The study is likely to grab the attention of doctors and healthcare organizations who are still evaluating and creating guidelines for these two relatively novel classes of drugs. The FDA first approved SGLT2 inhibitor, Invokana (canagliflozin), in 2013. GLP-1 drugs have been available for nearly 20 years, but have only recently taken the industry by storm due to blockbuster drugs like Ozempic and Zepbound capturing the attention of the public.

“In the new era of diabetes management where we have available medications such as GLP-1 receptor agonists and SGLT2 inhibitors, the goal is to understand which patient could benefit most from which treatment or treatment combination,” Mona Mashayekhi, MD, PhD, an Assistant Professor of Medicine in Diabetes, Endocrinology and Metabolism at the Vanderbilt University Medical Center who wasn’t affiliated with the study, told Healthline.

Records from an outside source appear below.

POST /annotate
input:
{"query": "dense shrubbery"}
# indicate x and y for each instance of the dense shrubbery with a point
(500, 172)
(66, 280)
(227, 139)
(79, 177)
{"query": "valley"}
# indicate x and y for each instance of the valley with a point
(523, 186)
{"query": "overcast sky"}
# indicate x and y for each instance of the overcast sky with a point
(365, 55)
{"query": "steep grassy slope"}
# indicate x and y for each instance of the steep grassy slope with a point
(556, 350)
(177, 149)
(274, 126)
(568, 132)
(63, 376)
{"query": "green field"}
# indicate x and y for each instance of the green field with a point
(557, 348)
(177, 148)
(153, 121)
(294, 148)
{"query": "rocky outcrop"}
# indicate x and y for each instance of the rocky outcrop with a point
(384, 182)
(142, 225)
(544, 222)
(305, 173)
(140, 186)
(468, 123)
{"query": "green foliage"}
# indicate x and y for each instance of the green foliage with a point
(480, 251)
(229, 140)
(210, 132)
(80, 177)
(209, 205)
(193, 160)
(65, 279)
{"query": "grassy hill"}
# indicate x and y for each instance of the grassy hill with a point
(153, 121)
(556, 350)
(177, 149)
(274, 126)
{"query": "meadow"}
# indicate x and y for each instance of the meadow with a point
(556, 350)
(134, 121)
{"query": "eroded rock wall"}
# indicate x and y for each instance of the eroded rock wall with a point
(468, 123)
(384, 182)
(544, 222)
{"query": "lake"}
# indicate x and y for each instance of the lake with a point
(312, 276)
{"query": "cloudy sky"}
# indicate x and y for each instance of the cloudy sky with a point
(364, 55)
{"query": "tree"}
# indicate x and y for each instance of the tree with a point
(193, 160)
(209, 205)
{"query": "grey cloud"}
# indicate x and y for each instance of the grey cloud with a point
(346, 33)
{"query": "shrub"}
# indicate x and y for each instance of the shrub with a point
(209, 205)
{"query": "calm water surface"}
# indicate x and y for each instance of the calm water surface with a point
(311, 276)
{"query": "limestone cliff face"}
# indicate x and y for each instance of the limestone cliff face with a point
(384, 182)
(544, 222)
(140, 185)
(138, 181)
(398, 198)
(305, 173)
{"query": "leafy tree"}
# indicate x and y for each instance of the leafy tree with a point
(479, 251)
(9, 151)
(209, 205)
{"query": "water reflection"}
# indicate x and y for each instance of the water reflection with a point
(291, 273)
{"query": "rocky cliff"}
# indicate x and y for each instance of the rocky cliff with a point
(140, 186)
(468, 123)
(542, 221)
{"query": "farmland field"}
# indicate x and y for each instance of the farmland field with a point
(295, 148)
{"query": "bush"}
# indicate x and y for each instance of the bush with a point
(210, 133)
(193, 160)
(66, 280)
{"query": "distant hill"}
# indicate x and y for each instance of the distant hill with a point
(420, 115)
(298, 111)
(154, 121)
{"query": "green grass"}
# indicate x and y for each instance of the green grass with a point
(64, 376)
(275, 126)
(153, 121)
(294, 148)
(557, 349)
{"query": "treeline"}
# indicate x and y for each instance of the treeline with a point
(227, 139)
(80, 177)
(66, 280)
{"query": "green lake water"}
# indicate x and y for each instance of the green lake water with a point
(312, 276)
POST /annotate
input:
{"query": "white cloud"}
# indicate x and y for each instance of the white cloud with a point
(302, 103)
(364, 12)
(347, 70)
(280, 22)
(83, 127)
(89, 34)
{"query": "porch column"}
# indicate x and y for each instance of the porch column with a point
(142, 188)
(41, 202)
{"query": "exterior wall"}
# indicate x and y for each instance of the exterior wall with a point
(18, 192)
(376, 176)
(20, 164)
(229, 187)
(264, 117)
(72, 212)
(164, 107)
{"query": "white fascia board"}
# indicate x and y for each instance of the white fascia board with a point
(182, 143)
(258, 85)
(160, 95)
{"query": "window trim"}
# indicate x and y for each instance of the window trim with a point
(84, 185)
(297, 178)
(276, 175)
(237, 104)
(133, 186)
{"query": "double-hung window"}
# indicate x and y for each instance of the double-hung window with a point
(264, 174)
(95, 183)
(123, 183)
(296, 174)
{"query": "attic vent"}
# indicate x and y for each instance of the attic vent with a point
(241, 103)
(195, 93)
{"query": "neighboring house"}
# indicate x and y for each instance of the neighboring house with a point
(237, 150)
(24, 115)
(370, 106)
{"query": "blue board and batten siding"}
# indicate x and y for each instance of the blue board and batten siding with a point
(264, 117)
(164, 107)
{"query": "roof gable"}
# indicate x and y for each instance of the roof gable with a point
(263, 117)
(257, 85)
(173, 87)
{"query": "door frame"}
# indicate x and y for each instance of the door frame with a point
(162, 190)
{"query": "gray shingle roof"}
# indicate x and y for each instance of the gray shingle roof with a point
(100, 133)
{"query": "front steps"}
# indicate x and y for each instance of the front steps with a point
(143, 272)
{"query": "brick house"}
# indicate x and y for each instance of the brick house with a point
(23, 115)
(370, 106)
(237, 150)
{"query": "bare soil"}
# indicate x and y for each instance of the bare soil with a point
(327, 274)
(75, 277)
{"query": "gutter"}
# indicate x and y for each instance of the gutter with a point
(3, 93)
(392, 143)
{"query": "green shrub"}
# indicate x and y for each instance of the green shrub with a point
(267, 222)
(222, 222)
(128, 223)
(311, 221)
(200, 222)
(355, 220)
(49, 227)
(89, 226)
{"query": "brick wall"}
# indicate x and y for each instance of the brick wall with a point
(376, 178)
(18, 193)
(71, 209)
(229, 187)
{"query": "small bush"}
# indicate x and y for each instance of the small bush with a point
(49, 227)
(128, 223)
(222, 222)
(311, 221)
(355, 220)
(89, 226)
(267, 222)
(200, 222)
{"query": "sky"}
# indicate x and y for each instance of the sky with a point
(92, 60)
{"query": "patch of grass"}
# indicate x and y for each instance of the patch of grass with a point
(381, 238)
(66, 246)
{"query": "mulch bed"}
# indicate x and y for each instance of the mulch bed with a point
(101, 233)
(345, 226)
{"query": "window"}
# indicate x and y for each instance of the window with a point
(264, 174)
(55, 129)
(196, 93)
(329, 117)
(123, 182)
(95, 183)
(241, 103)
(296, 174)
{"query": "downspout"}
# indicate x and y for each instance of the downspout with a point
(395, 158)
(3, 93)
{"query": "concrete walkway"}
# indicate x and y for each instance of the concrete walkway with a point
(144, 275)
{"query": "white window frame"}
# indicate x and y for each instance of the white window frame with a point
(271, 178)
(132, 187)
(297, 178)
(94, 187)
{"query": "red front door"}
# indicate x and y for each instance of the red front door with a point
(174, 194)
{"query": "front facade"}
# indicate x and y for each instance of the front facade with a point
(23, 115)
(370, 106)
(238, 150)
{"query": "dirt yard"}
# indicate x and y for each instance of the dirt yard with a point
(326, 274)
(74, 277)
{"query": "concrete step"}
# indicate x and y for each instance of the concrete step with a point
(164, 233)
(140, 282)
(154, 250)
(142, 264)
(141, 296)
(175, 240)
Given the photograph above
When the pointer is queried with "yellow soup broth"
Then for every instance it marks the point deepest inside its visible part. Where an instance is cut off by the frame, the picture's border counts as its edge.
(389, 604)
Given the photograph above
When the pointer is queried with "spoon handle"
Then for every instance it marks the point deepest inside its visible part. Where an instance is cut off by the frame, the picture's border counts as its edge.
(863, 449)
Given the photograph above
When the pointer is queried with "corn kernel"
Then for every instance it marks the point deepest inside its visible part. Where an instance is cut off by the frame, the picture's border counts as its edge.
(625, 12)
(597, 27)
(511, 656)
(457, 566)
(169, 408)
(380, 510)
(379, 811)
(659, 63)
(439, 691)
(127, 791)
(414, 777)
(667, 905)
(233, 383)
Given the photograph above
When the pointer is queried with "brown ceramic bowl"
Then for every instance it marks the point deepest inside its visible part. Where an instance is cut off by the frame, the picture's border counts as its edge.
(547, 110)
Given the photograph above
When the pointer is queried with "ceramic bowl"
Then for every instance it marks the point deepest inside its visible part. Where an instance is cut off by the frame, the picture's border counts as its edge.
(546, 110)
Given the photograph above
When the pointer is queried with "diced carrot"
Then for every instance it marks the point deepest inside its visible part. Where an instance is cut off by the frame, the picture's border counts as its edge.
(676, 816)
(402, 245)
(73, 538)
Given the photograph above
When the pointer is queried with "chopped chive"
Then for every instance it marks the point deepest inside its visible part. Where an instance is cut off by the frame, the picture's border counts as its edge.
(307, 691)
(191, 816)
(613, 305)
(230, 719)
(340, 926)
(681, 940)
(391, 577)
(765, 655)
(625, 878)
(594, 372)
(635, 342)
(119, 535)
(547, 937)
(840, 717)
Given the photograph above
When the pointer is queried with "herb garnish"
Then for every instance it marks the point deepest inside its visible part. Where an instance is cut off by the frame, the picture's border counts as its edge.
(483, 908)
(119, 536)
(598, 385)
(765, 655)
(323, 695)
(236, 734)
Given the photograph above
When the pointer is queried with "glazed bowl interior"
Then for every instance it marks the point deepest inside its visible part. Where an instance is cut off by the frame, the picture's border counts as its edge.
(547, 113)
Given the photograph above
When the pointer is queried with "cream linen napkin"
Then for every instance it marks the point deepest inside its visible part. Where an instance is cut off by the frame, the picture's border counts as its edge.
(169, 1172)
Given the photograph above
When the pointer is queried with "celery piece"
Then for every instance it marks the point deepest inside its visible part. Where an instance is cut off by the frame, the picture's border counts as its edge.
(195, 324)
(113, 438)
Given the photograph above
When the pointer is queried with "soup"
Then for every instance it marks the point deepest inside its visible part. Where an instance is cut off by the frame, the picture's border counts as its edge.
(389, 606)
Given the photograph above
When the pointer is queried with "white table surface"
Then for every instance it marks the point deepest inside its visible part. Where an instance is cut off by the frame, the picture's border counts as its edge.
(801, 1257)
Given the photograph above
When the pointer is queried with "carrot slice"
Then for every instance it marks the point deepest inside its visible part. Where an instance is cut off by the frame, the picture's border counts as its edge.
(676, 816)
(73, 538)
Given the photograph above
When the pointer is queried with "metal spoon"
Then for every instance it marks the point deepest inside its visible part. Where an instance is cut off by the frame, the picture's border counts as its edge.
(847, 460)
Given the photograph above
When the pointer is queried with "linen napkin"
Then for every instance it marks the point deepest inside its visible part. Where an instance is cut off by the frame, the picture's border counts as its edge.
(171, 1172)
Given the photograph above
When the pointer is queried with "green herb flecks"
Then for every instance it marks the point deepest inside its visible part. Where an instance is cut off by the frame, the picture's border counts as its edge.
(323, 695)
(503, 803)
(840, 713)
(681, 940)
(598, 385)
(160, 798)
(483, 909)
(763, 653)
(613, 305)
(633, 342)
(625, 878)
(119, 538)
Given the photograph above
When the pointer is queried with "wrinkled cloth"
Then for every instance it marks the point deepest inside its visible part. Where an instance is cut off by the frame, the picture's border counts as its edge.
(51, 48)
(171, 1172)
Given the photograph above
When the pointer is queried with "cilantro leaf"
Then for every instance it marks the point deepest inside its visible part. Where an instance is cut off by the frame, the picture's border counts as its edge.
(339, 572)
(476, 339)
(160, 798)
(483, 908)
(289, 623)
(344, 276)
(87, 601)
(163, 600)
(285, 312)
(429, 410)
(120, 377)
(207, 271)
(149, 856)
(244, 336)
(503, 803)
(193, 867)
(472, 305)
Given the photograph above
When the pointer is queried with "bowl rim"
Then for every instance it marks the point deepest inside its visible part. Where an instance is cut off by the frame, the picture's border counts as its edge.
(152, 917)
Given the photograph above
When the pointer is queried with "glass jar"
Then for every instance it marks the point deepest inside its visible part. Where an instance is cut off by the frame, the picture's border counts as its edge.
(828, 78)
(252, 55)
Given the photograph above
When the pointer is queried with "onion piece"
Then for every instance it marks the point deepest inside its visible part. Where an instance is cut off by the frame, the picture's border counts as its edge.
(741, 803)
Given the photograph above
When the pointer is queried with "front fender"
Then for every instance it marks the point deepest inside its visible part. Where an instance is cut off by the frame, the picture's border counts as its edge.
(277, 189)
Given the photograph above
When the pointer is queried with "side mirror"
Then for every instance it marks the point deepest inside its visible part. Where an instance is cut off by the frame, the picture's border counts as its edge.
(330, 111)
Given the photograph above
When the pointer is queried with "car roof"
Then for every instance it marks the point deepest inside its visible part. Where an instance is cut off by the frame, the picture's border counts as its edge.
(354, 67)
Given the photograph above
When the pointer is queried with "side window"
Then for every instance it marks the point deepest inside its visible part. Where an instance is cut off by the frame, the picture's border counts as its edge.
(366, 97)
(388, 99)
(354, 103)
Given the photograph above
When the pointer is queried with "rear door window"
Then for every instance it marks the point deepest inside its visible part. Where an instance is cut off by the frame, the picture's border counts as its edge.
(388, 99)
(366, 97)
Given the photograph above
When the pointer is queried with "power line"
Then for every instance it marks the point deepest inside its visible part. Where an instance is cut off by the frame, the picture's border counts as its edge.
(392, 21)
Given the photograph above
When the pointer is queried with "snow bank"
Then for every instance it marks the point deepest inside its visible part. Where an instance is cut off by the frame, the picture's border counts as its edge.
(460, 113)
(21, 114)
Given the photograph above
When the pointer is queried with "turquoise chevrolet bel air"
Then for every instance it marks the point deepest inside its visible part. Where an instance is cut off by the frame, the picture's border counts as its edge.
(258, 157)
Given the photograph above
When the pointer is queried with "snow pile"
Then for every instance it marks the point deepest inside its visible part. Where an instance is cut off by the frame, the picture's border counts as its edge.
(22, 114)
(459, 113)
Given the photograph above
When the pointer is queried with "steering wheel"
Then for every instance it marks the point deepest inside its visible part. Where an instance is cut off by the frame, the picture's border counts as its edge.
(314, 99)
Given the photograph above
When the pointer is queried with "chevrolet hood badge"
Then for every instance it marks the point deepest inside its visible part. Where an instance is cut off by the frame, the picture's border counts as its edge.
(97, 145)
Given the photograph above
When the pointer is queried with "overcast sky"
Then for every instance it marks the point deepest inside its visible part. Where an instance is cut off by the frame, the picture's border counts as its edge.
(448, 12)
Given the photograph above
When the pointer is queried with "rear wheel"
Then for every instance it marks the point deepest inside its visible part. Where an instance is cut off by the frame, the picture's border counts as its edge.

For patients with type 2 diabetes who are at risk for or already have comorbidities like kidney disease, heart failure, or cardiovascular disease, it appears there is a new world of potential in these drugs. Even for patients without diabetes, the benefits of GLP-1s and SGLT2s are a promising development.

“These medications are now recommended in people with heart failure and kidney disease, even if they do not have diabetes, because they have clear and important, clinically important benefits in preventing kidney failure and heart failure outcomes,” said Neuen.

In a meta-analysis involving more than 70,000 patients with diabetes, SGLT2 inhibitors improved outcomes for cardiovascular events like heart attack and stroke, hospitalizations, and kidney disease progression.

When an SGLT2 inhibitor was paired with a GLP-1 (the class of drugs that includes Ozempic and Mounjaro), there was an even greater reduction without any additional safety issues.

Experts told Healthline that the findings will help to better inform doctors about treating patients with certain comorbidities, including kidney disease and heart disease.